Family and relationships
MacGowan is the older brother of Siobhan MacGowan, a journalist, writer and songwriter, who released her album Chariot in 1998, and published a children's novel, Etain's Dream.
MacGowan and his long-time girlfriend Victoria Mary Clarke live in Dublin.
In 2001, Sinéad O'Connor reported MacGowan to the police in London for drug possession – in what she said was an attempt to discourage him from using heroin. At first furious, MacGowan later expressed gratitude towards O'Connor and claimed that the incident helped him kick his heroin habit.

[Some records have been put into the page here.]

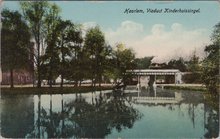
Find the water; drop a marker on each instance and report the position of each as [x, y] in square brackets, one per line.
[161, 114]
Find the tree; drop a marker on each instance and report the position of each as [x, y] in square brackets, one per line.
[210, 67]
[15, 47]
[35, 14]
[123, 59]
[143, 63]
[177, 64]
[51, 56]
[94, 47]
[193, 66]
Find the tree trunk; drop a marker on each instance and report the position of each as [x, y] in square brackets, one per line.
[38, 59]
[11, 78]
[61, 84]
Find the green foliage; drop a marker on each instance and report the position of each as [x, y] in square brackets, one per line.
[210, 66]
[177, 64]
[143, 63]
[95, 50]
[35, 14]
[15, 48]
[123, 59]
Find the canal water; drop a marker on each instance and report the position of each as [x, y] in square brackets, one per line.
[109, 114]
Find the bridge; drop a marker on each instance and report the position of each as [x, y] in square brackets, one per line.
[156, 72]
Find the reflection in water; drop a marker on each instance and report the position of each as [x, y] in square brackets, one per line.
[101, 114]
[81, 119]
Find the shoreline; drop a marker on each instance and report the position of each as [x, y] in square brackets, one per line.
[84, 89]
[53, 90]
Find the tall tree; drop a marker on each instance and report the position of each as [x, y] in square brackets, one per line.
[123, 60]
[35, 14]
[52, 51]
[210, 68]
[15, 47]
[95, 46]
[143, 63]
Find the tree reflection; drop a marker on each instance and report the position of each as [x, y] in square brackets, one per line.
[82, 119]
[211, 115]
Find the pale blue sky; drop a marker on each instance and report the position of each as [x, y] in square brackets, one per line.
[113, 21]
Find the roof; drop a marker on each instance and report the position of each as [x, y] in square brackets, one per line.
[153, 71]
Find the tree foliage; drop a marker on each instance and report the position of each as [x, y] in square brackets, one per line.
[210, 66]
[35, 14]
[15, 48]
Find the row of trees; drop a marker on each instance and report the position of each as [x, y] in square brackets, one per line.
[60, 48]
[39, 39]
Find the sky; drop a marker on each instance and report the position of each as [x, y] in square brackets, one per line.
[163, 35]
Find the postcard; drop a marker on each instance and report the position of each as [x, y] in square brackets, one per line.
[110, 69]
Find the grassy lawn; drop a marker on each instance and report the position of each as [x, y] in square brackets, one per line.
[53, 90]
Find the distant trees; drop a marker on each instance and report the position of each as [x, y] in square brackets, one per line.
[123, 59]
[177, 64]
[95, 49]
[35, 14]
[143, 63]
[15, 43]
[210, 67]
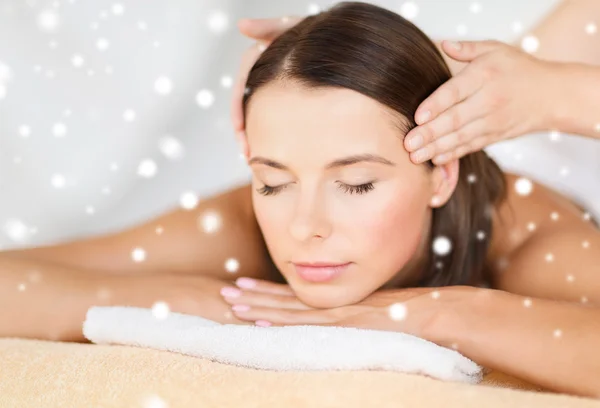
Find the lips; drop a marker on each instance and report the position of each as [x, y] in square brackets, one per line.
[319, 271]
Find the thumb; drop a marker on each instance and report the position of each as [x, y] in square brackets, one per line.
[267, 29]
[469, 50]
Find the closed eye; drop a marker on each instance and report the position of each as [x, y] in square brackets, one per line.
[347, 188]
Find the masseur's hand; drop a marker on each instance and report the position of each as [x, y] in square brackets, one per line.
[410, 310]
[502, 93]
[264, 31]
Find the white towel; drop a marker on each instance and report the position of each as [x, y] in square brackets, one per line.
[280, 348]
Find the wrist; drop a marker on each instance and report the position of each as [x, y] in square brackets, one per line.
[569, 104]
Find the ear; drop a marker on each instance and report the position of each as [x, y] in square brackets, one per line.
[443, 182]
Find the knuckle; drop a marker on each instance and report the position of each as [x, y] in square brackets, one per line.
[456, 120]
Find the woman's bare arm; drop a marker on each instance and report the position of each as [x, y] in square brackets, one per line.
[176, 242]
[547, 330]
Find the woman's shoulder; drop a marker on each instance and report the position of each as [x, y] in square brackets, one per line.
[531, 212]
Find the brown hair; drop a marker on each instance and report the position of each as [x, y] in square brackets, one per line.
[380, 54]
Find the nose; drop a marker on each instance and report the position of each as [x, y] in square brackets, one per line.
[310, 219]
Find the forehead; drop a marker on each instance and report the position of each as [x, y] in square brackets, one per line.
[286, 113]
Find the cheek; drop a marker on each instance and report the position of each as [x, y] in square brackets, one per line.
[392, 226]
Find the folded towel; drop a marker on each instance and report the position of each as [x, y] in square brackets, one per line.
[280, 348]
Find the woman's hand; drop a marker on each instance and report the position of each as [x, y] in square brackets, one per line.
[502, 93]
[264, 31]
[410, 310]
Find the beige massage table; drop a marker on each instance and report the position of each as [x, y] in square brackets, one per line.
[48, 374]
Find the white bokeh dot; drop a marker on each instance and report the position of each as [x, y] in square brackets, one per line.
[398, 311]
[530, 44]
[129, 115]
[523, 186]
[218, 21]
[171, 147]
[163, 85]
[517, 27]
[188, 200]
[210, 221]
[77, 61]
[147, 168]
[232, 265]
[48, 20]
[138, 254]
[24, 131]
[59, 130]
[442, 245]
[160, 310]
[205, 98]
[118, 9]
[409, 10]
[102, 44]
[58, 181]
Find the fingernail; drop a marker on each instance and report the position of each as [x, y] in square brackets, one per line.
[440, 160]
[423, 117]
[415, 142]
[420, 155]
[246, 283]
[229, 291]
[456, 45]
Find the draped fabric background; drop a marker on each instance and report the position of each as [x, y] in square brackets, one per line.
[110, 111]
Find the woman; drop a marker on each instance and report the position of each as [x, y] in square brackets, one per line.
[350, 223]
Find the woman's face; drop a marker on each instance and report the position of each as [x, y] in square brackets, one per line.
[311, 147]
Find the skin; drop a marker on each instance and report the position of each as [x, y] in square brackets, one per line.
[185, 268]
[312, 215]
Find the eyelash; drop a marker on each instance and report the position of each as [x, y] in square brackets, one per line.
[360, 189]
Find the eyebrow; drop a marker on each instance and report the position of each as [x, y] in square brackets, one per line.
[344, 161]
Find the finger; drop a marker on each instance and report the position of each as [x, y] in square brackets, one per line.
[263, 286]
[453, 91]
[454, 119]
[475, 144]
[444, 145]
[244, 297]
[469, 50]
[267, 29]
[237, 113]
[462, 150]
[282, 317]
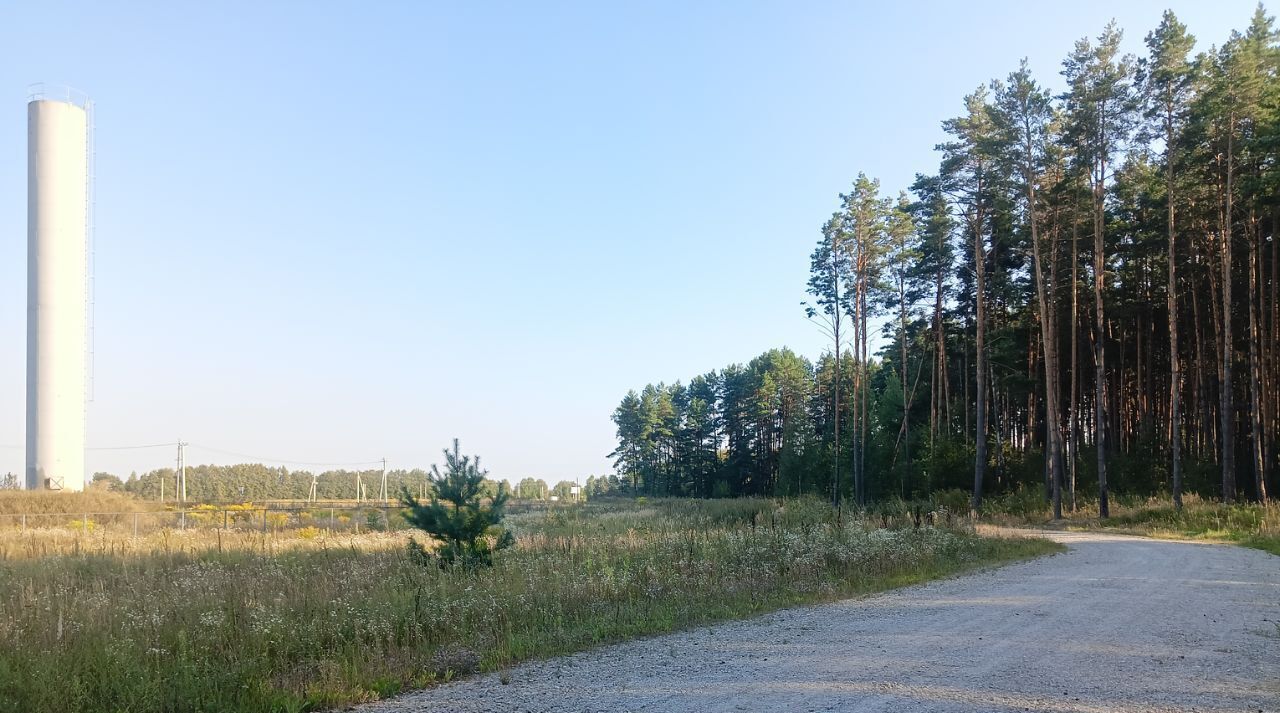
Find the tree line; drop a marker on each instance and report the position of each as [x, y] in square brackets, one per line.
[1082, 298]
[257, 483]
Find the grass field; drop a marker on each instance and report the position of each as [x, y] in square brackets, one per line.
[1244, 524]
[306, 620]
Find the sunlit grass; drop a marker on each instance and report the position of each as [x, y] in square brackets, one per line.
[292, 622]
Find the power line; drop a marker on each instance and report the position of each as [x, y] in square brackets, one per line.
[133, 447]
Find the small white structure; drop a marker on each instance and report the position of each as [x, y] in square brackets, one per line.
[56, 288]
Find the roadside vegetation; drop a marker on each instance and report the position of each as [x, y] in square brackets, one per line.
[259, 625]
[1244, 524]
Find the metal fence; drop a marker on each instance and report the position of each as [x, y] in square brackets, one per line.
[264, 519]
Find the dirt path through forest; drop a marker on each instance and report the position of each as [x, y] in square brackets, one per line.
[1114, 625]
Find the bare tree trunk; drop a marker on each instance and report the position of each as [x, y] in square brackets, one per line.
[1175, 417]
[1260, 487]
[1100, 352]
[1228, 411]
[1075, 357]
[979, 460]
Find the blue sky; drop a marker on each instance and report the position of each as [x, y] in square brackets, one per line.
[338, 232]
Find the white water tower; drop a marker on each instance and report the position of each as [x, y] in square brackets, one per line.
[58, 135]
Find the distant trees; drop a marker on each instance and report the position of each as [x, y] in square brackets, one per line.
[1150, 187]
[257, 483]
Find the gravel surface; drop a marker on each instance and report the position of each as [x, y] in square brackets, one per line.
[1114, 625]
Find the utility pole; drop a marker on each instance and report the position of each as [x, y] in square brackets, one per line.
[182, 481]
[182, 474]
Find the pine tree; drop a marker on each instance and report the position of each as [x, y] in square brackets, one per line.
[469, 531]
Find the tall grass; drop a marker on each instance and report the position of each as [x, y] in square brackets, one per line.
[351, 618]
[1247, 524]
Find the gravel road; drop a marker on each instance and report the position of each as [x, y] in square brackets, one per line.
[1114, 625]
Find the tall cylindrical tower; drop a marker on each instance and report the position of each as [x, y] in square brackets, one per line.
[56, 205]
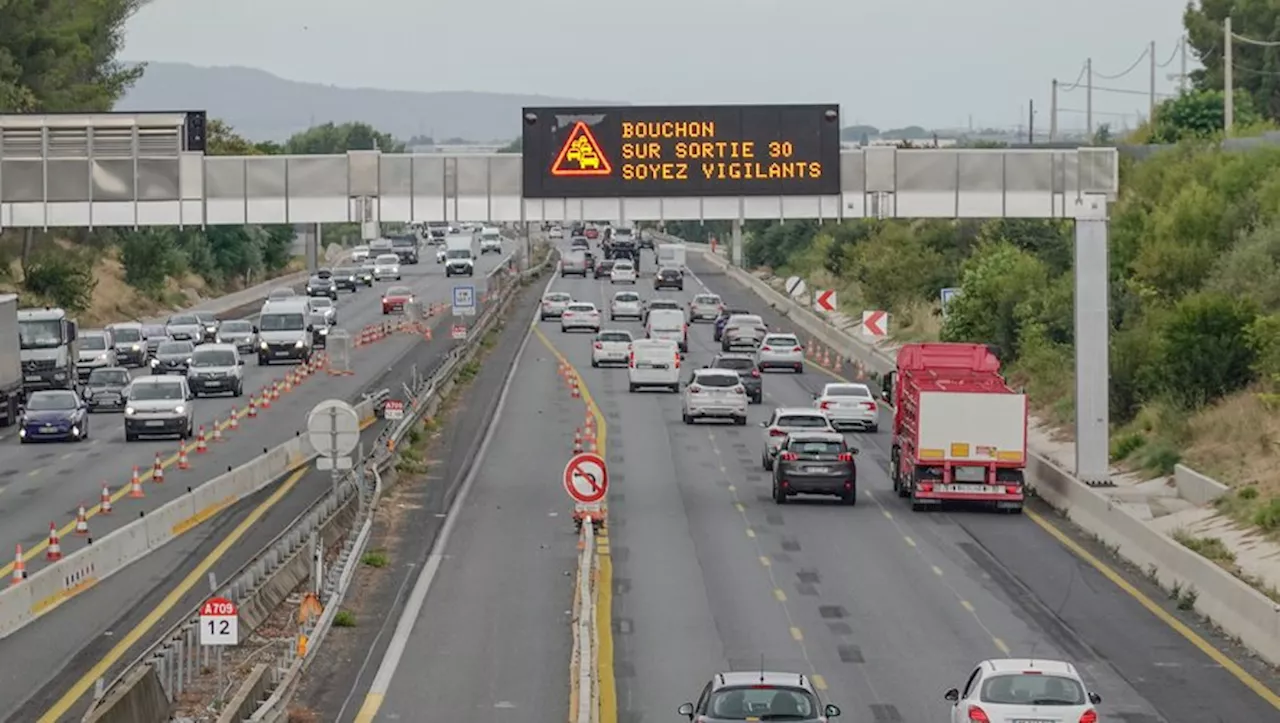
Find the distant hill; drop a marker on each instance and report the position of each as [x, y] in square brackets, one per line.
[263, 106]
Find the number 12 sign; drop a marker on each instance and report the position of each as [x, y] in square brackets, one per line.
[219, 622]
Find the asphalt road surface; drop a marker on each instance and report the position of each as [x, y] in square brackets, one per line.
[46, 483]
[68, 641]
[883, 607]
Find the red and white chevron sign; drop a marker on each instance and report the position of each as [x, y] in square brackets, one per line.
[876, 324]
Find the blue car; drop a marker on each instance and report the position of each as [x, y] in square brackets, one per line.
[58, 415]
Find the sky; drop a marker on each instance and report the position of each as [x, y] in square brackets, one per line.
[933, 63]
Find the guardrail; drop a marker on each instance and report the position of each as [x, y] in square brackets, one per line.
[145, 690]
[1230, 603]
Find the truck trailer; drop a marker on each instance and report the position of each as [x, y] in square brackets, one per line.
[959, 430]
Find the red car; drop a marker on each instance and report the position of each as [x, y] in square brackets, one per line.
[396, 298]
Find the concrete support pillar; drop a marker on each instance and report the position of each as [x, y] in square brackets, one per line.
[1092, 342]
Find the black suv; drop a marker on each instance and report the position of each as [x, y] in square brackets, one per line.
[746, 369]
[668, 279]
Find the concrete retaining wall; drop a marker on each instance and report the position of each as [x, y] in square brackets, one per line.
[1237, 608]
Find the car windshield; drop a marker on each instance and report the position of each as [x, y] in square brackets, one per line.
[713, 379]
[816, 447]
[803, 421]
[155, 390]
[53, 401]
[762, 703]
[848, 390]
[237, 328]
[282, 323]
[214, 357]
[109, 378]
[1024, 689]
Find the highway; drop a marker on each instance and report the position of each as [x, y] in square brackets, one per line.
[45, 483]
[68, 640]
[883, 607]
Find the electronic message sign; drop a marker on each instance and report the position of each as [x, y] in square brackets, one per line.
[647, 151]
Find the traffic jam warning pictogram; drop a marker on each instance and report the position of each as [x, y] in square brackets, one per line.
[581, 155]
[586, 477]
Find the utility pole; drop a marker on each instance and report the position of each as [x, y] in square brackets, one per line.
[1151, 99]
[1088, 99]
[1031, 122]
[1052, 114]
[1228, 78]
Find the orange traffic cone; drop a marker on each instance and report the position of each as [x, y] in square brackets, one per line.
[54, 552]
[136, 485]
[19, 567]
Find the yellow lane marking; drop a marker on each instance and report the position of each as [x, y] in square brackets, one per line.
[195, 577]
[1162, 614]
[1251, 682]
[604, 677]
[39, 548]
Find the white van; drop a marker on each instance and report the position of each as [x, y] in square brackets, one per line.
[654, 362]
[668, 324]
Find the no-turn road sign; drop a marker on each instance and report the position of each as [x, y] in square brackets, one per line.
[586, 479]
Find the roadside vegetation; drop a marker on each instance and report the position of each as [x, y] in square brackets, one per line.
[63, 59]
[1194, 293]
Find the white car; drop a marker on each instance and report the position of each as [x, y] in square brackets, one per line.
[626, 305]
[786, 420]
[780, 351]
[716, 393]
[624, 273]
[387, 266]
[580, 315]
[1018, 689]
[849, 406]
[612, 346]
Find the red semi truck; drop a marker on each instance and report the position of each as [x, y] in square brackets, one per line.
[959, 430]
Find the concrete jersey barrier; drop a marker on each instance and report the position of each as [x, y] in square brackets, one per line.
[26, 602]
[1230, 603]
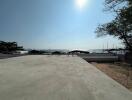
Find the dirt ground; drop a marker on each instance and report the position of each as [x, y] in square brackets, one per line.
[121, 72]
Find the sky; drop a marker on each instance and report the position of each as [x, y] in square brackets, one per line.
[55, 24]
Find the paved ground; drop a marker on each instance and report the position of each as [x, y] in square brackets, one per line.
[56, 78]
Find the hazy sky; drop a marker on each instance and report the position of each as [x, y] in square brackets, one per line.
[54, 24]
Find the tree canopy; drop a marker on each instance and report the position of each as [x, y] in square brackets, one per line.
[7, 47]
[121, 26]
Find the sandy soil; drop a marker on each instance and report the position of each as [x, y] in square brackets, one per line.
[41, 77]
[120, 72]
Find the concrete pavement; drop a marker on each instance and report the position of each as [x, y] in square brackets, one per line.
[56, 78]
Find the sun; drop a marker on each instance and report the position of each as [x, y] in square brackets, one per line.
[80, 3]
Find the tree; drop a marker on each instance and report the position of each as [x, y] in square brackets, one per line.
[121, 26]
[6, 47]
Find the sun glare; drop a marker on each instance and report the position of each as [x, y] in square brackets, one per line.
[81, 3]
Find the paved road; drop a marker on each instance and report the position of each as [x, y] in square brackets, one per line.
[56, 78]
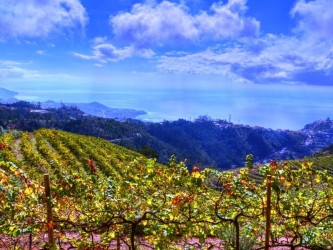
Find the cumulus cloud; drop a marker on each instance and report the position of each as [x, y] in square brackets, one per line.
[106, 52]
[316, 17]
[13, 69]
[306, 56]
[158, 24]
[35, 18]
[269, 59]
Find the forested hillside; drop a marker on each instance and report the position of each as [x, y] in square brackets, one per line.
[204, 142]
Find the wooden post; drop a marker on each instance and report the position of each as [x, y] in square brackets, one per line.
[118, 241]
[268, 211]
[49, 218]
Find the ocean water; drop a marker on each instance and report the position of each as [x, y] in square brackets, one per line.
[281, 107]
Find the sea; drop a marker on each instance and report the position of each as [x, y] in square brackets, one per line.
[282, 107]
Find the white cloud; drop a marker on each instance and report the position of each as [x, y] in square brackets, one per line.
[316, 17]
[40, 52]
[104, 52]
[268, 59]
[35, 18]
[20, 70]
[165, 23]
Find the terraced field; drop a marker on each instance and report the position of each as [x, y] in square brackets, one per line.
[44, 151]
[107, 197]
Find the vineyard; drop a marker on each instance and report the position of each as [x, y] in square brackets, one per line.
[106, 197]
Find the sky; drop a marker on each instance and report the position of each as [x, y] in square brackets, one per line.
[184, 45]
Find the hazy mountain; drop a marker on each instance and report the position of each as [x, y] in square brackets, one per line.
[96, 109]
[7, 96]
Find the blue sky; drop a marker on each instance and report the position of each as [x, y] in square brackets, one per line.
[180, 44]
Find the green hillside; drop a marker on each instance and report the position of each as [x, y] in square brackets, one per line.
[45, 151]
[106, 197]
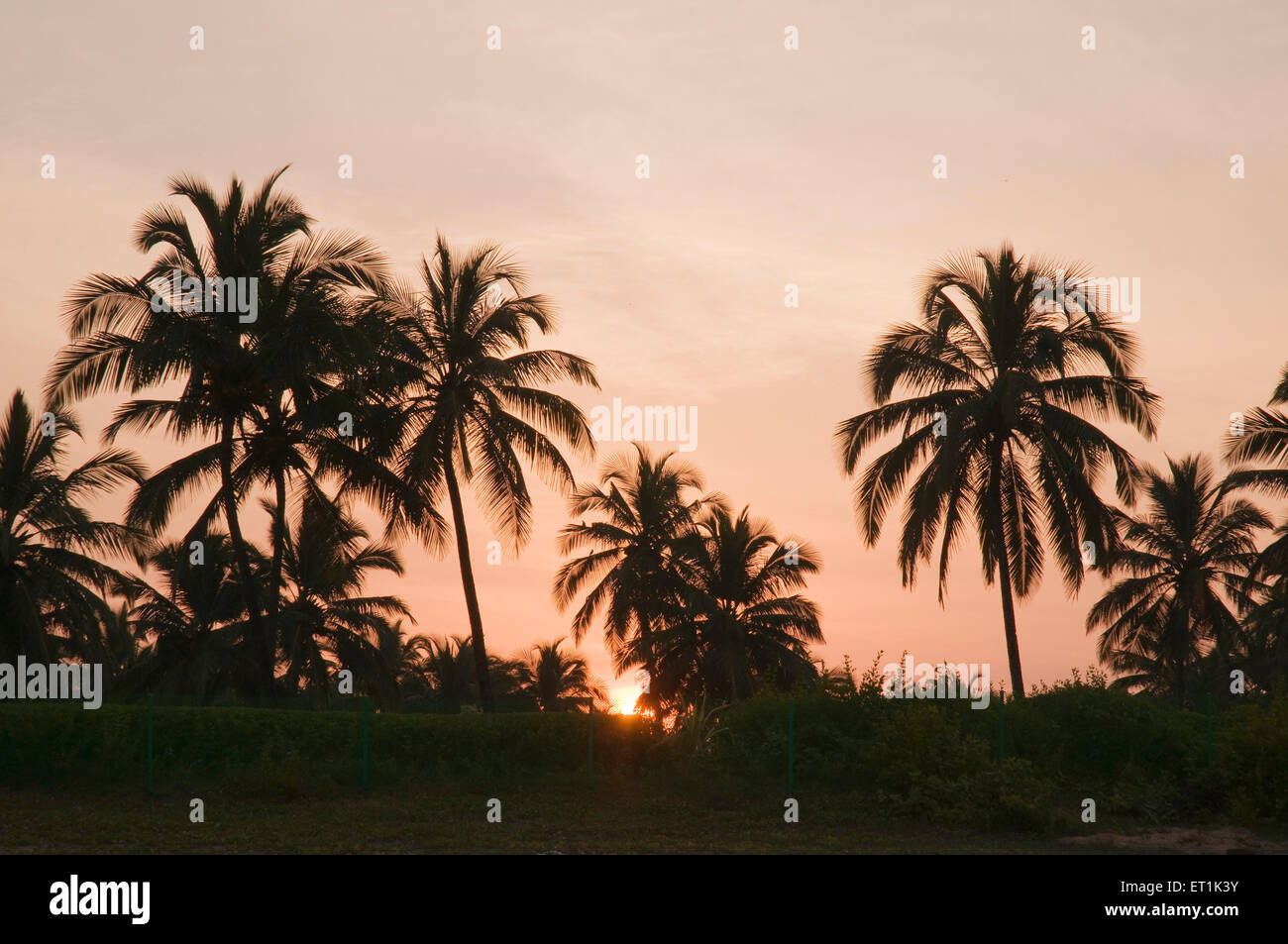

Speaking on BBC Four's Folk Britannia television programme in early 2006, Robyn Hitchcock recalled: "I remember going to the Hope and Anchor [a punk venue in London]. The Pogues were all on stage and ready, it was a full house, but they hadn't started yet. Then this character shambled in through the door and shambled downstairs. I thought, 'Jesus, you're not letting that guy in are you?'. Then he walked on stage. That guy was Shane MacGowan."
MacGowan has suffered physically from years of binge drinking. He often performs while intoxicated and has been impaired in interviews. In 2004, on the BBC TV political magazine programme This Week he gave incoherent and slurred answers to questions from Janet Street-Porter about the public smoking ban in Ireland.
In 2001, MacGowan coauthored the autobiographical book A Drink with Shane MacGowan with Victoria Mary Clarke.
In 2008, MacGowan appeared in an episode of Fair City which was shown on 28 December 2008. In 2009, he starred in the RTÉ reality show Victoria and Shane Grow Their Own, as he and Victoria Mary Clarke endeavoured to grow their own food in their own garden.
In the summer of 2015, MacGowan fell as he was leaving a Dublin studio, fracturing his pelvis. MacGowan has been using a wheelchair since the accident.
"It was a fall and I fell the wrong way," he stated in an interview with Vice's Leonie Cooper. "I broke my pelvis, which is the worst thing you can do. I'm lame in one leg, I can't walk around the room without a crutch. I am getting better, but it's taking a very long time. It's the longest I've ever taken to recover from an injury. And I've had a lot of injuries."